Not only do they provide plenty of fiber, but they come with the added boost of vitamins and nutrients. Leafy greens such as alfalfa and spinach are also good ingredients to look out for.
Overall Fiber Content
Most commercially available dog foods have fiber content as low as 2 percent. High-fiber options may have upwards of 10 percent. If you want to take advantage of the health benefits that fiber can provide to your dog, aim for a fiber percentage of 4 or 5 percent.
Even just a small bump up to 5 percent is enough to see great results. You should not attempt to go beyond 10 percent, as it could lead to some unwanted side-effects.
You don't have to ditch your dog's favorite food just to provide them with more fiber. Fiber supplements are available to bridge the gap. They often come in tablet form, making it easy to introduce into their normal meals.
Alternatively, you can mix in some natural ingredients to their food. Just add some cooked sweet potatoes or pumpkin puree. These ingredients are relatively affordable and very easy to mix with dry kibble.
Before You Make the Switch...
As with any other diet change, a sudden increase in fiber can result in some initial discomfort. There's a fine line between providing a healthy amount of fiber to your dog's diet and providing too much.
Consult With Your Vet
You should always keep your vet in the loop when it comes to dietary changes for your pooch. Your veterinarian can provide some insight into the types of fiber your dog needs and how much of it can benefit them.
If your dog is experiencing chronic digestive problems, they may also be able to give you a better idea of the underlying cause and any remedies that could be used to resolve it.
Possible Side Effects
Some dogs experience even more constipation and diarrhea when more fiber is introduced into their diet. This is because their bodies aren't used to this sudden influx of non-digestible matter.
They may start to suffer from colitis, which is inflammation of the colon. Depending on how much fiber they eat, they could also develop gas problems and bloat.
The key to avoiding this is to find the right amount. Again, consult with your vet for assistance. They can help you determine what's good for your dog's unique needs.
Make the Adjustment Over Time
Another way to avoid side-effects is to introduce the new high-fiber food slowly over time. This gives your dog's body enough time to adjust to the changes. Instead of having to deal with the fiber all at once, your pup's digestive tract can adapt over time.

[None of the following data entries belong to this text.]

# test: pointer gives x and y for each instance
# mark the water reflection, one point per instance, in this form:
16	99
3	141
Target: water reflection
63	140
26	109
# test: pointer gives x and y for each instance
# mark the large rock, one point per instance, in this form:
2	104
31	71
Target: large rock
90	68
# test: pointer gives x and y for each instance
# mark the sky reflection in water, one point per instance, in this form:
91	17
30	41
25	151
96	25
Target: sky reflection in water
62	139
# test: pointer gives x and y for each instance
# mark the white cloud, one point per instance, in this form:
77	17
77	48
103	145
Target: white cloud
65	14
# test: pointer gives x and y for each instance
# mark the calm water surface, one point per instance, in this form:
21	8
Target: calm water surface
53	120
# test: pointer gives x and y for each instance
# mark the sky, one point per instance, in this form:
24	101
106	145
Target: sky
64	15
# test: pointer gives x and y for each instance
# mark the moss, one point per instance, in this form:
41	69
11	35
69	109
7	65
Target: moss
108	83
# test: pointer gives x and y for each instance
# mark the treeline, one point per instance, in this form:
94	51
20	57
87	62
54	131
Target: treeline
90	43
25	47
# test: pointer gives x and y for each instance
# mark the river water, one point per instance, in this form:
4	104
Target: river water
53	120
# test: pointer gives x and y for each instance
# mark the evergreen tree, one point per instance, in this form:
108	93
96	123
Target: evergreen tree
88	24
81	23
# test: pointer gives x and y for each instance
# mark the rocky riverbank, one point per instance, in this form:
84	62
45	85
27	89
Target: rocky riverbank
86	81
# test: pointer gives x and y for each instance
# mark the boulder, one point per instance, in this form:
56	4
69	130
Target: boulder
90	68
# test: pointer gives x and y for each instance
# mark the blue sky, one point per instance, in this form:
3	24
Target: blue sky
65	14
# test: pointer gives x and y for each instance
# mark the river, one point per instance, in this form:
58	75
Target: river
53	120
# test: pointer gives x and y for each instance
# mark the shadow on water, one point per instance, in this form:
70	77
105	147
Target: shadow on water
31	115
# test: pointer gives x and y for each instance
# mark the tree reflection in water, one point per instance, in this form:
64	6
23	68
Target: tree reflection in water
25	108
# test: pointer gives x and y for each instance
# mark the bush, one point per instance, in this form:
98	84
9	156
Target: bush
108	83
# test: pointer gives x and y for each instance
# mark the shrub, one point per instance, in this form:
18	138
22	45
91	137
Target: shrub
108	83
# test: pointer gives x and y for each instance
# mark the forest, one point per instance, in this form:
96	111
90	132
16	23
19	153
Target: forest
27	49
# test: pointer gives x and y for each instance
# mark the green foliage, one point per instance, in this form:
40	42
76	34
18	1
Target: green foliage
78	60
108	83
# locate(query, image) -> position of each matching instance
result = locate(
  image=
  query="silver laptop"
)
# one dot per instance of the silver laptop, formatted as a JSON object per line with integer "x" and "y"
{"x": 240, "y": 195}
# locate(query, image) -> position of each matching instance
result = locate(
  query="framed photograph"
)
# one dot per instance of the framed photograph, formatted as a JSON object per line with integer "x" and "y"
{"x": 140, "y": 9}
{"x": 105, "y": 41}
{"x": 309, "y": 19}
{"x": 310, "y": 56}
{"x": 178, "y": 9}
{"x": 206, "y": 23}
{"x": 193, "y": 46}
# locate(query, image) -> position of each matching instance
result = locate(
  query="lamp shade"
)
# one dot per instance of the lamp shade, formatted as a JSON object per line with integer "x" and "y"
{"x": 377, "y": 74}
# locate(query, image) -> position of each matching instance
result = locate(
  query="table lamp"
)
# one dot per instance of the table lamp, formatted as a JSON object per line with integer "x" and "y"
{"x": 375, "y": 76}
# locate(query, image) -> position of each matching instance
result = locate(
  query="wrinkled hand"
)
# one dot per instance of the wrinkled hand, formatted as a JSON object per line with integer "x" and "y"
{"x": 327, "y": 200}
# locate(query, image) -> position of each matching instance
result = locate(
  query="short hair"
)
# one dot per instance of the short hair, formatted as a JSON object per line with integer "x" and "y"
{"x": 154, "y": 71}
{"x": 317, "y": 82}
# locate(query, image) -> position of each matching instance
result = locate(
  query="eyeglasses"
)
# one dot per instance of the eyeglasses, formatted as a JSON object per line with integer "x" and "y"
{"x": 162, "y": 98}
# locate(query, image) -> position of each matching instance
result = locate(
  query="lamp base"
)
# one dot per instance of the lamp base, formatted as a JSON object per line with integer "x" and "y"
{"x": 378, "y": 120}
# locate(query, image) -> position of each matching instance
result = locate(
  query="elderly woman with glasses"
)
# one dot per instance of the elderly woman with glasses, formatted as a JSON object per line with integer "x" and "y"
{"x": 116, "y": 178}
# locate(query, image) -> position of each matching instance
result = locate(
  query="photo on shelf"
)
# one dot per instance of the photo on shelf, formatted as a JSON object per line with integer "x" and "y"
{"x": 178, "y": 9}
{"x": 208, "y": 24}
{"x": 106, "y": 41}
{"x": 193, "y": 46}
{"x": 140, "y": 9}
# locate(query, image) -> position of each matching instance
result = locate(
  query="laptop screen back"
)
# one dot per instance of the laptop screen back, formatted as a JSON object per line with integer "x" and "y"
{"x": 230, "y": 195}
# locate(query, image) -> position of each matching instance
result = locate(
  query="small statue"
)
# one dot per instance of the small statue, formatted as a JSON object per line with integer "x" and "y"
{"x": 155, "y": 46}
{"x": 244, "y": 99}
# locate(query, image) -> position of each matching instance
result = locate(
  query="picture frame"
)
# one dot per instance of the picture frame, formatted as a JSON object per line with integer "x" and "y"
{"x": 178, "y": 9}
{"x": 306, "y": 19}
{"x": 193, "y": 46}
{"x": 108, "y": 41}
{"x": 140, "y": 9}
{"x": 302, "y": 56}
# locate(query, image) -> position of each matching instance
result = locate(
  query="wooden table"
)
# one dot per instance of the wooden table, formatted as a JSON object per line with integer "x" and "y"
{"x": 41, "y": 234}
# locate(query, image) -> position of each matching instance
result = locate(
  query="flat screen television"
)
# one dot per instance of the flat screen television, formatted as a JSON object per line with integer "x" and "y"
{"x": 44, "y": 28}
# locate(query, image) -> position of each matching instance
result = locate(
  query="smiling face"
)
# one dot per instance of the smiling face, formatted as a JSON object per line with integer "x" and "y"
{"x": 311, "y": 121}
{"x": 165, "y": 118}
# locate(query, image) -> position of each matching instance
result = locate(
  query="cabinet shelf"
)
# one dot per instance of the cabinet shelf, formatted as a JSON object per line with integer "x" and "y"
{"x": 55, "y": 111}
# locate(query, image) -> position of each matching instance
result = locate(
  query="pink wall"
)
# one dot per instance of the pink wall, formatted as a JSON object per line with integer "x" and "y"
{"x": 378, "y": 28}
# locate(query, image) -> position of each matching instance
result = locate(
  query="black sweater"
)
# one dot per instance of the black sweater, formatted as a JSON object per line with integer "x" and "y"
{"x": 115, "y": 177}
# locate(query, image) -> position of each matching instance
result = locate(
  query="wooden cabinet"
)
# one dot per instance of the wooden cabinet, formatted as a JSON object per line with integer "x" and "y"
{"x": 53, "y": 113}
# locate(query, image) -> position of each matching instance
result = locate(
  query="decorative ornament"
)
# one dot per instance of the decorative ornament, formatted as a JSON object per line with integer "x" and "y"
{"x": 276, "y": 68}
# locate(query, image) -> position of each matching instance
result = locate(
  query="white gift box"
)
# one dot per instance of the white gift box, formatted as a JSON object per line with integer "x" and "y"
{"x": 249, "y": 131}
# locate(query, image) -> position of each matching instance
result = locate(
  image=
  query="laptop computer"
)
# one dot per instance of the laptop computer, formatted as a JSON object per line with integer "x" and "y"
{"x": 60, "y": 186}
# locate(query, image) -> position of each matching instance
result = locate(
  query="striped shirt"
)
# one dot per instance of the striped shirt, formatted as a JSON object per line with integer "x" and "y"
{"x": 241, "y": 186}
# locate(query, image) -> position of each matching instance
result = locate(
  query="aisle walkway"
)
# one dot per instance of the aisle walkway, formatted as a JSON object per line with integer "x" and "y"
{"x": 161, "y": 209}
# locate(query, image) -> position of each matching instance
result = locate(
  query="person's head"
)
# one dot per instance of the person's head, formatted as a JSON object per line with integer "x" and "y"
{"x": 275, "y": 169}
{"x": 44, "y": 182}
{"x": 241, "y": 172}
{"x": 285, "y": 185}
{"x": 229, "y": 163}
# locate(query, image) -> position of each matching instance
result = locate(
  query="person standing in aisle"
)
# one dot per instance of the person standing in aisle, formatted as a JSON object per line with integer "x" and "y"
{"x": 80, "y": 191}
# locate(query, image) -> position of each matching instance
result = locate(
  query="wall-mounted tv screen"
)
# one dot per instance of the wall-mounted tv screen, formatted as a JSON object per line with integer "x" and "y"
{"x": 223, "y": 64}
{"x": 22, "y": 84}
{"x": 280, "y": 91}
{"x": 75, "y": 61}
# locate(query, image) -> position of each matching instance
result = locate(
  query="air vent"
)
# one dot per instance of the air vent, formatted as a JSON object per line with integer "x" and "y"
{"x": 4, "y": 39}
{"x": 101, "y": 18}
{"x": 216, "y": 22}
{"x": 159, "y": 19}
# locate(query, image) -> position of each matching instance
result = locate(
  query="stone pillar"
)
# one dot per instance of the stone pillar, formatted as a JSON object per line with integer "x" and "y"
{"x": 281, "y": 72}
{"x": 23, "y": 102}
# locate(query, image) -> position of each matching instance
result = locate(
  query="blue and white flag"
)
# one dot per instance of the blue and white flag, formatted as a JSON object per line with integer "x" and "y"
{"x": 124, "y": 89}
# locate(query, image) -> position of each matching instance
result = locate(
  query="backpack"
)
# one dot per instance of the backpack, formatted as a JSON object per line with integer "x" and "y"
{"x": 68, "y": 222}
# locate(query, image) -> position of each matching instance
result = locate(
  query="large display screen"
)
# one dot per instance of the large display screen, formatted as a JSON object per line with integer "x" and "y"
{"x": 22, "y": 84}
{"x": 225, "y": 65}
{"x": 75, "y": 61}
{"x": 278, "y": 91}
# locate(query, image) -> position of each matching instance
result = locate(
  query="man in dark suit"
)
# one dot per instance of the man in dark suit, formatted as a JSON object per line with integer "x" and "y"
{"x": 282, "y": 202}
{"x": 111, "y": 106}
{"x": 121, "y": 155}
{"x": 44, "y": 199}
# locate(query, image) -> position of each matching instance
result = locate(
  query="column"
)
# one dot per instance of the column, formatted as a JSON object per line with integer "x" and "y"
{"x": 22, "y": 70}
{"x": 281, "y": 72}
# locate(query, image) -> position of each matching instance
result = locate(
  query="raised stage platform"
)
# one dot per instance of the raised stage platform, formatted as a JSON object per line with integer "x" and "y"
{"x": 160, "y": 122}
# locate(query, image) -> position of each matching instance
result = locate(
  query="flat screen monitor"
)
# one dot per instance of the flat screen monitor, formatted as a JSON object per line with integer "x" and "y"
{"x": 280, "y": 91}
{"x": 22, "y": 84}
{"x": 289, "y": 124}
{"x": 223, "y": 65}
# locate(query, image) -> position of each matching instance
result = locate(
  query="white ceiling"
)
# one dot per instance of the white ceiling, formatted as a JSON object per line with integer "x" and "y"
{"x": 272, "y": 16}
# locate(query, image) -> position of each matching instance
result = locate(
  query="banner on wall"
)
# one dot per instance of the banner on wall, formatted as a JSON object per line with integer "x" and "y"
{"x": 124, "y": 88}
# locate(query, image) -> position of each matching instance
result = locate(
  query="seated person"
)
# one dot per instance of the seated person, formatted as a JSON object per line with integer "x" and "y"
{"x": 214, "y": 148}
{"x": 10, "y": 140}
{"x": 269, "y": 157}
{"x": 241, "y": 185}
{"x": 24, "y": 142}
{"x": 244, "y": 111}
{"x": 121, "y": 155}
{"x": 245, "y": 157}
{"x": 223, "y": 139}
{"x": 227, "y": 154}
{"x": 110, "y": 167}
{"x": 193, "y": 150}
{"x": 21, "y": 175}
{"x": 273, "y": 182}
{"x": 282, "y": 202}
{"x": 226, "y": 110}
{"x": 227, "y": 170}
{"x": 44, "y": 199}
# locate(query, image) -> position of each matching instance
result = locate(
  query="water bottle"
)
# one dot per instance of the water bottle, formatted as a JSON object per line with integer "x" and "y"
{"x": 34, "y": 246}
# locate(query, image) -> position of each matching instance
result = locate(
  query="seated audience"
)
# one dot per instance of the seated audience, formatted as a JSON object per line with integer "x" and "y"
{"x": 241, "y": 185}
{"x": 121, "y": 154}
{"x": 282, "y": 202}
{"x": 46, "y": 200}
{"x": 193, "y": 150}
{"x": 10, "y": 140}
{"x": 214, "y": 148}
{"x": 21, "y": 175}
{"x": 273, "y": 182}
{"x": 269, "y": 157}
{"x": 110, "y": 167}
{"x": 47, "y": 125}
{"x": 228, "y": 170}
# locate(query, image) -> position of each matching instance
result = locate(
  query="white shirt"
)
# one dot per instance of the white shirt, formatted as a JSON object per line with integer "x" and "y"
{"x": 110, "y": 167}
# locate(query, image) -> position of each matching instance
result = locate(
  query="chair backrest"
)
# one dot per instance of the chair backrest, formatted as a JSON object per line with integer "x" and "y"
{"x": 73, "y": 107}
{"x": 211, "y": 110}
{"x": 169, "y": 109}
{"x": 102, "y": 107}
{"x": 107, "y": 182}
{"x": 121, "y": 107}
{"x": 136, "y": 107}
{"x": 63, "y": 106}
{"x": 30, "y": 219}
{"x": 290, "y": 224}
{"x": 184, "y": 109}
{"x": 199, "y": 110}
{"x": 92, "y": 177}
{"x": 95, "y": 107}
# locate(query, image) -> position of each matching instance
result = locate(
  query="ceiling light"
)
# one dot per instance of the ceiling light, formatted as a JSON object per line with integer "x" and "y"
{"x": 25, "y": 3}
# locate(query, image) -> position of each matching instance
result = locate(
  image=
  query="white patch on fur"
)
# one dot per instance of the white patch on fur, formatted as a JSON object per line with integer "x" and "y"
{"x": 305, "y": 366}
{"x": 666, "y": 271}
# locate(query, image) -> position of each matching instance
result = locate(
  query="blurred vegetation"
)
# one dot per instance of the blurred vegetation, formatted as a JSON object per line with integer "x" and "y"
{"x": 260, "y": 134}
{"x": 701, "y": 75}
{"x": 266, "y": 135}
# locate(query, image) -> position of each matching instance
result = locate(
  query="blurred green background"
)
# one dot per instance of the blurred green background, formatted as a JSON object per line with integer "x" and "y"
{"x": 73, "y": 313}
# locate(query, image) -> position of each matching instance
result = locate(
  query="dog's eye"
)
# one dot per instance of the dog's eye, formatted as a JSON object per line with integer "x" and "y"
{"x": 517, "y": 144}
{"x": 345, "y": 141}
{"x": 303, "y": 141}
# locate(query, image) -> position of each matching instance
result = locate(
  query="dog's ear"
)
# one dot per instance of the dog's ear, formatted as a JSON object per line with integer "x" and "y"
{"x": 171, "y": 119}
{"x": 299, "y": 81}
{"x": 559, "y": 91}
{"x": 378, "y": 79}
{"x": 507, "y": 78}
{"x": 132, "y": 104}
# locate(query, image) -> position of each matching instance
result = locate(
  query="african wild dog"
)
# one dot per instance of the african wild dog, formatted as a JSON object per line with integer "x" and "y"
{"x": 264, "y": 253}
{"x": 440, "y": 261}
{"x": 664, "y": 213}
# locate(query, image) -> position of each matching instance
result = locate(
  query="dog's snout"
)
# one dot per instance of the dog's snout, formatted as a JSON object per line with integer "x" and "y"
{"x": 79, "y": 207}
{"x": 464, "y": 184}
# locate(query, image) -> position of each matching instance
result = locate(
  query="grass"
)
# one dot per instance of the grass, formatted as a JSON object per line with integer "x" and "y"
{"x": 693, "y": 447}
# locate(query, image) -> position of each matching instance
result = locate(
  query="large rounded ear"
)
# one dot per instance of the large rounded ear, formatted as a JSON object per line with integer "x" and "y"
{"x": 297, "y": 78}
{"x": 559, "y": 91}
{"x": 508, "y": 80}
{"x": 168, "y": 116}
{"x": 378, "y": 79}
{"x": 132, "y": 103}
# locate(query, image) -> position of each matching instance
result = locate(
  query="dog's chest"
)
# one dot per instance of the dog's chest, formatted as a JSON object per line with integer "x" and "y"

You can complete the switch over the course of two or three weeks. Start out by swapping out only a third of their old food with the new variety. Keep this up for about a week and look out for any signs of digestive discomfort.
If they have no problems during the first week, start swapping out two-thirds of their meal. By the third week, you should be able to transition to the new food completely.
With all the great benefits that high-fiber dog foods can provide, your dog has nothing to lose and a lot to gain. As long as you stick with high-quality dog food products, consult with your vet about appropriate fiber levels, and transition slowly to give their systems time to adjust, you should have no problems making the switch.